Colin Kaepernick on the sidelines against the Carolina Panthers last week. (Bob Leverone/Associated Press)

A high school football team in Oakland, Calif., got an assist from Colin Kaepernick on Friday when its players showed support for the Black Lives Matter movement by lying on their backs with their hands up during the national anthem.

“I had to come support you all, because the same way you all took a stand and stood with me, I had to come out here and stand with you all,” the San Francisco 49ers backup quarterback told the players from Castlemont High School ahead of their protest (via ESPN). “So I appreciate what you all did. I love you all. You all are my brothers. I’m here with you.”

This is the second week in a row the Castlemont players have protested during the national anthem. Last Friday, they knelt while raising one fist in the air. Kaepernick did not lie down with them, however, opting instead to kneel beside the players in a sign of solidarity.

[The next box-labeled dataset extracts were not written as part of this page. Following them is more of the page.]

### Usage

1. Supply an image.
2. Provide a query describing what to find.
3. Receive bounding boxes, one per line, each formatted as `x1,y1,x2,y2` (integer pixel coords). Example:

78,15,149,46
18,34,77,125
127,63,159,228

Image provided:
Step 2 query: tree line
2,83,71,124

Kaepernick first began to protest during the national anthem last month to raise awareness about the state of race relations in the United States.

“To me, this is bigger than football, and it would be selfish on my part to look the other way,” he told NFL Media in late August.

“There are bodies in the street and people getting paid leave and getting away with murder,” he added, referring to the recent spate of police killings of mostly unarmed black men.

Since then, several athletes — both professional and amateur — have followed in Kaepernick’s footsteps. On Wednesday, the first entire professional team, the WNBA’s Indiana Fever, knelt together when the anthem played ahead of its game against the Phoenix Mercury.

The protests are unlikely to stop anytime soon, Golden State Warriors Coach Steve Kerr predicted. He said Wednesday that he expects “something similar” to what Kaepernick and other athletes are doing to happen in the NBA when its season kicks off later next month.

“This is America. This is what our country is about,” Kerr said (via The Undefeated). “It’s a nonviolent protest. It’s what it should be about.”